The national campaign for Sexual Assault Awareness Month is organized around a theme of “#IAsk” and consent in relationships, particularly as a tool of sexual violence prevention and education.
In addition, consent applies to all types of relationships (platonic, sexual, romantic, friendships, or otherwise). It is a concept specifically for navigating sexual encounters, and one generally we all engage in more often than we think in negotiating our boundaries and those of others. We all have the skills to ask for and receive permission from folks to inform our interactions with them, we just need to focus those skills and engage in open dialogue around applying them in a healthy way in sexual encounters. We also need to recognize how we also leave space for folks to feel comfortable to say no and express their hopes, needs, and desires.

In negotiating sexual activity, here is one definition we use at the SACE Office:

“Consent is a voluntary, dynamic, enthusiastic, creative, clear, informed, mutual, and honest agreement to engage in sexual activity. It is an active agreement that is a combination of words and actions. Consent can be withdrawn at anytime, and it is never implied. Neither the absence of a no nor silence mean consent was present. Finally, someone who is incapacitated cannot give consent.”
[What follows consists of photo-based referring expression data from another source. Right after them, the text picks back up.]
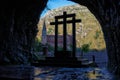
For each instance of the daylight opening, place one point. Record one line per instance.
(90, 43)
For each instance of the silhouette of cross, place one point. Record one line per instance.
(64, 22)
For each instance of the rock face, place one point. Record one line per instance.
(18, 27)
(108, 14)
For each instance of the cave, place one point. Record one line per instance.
(18, 28)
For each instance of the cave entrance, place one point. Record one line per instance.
(89, 36)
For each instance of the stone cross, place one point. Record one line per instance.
(65, 22)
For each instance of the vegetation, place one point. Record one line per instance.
(88, 31)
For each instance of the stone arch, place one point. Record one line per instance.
(18, 26)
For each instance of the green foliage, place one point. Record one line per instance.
(85, 48)
(97, 34)
(49, 31)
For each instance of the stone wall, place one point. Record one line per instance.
(18, 28)
(108, 14)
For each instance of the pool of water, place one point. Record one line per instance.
(63, 73)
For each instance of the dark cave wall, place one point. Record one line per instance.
(108, 14)
(18, 28)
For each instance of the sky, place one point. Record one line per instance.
(53, 4)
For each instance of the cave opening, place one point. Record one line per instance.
(89, 36)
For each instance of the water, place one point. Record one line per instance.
(63, 73)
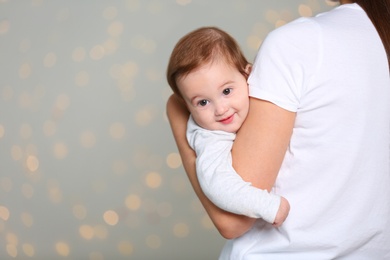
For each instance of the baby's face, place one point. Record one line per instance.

In order to normalize consent in sexual encounters, we have to make consent common practice in all aspects of our lives. If we all engage in a culture of consent, this would mean respecting and empowering folks choices to say no on a variety of fronts: an invitation to a social gathering, a request to help on a project, or even an offer to attend an event on campus. “Consent culture” is how we reimagine a world without sexual violence. Consent culture is how we challenge rape culture overall.
If you’re interested in talking more about what consent is and what it looks like, consider requesting a program from the SACE Office!

For this month, and in the future, I hope we all can think about the ways we can make consent a central lens by which we view our interactions and connections. Together, by taking these small steps we can begin to hope for a world without sexual violence and where healthy, exciting, consensual sexual encounters are commonplace.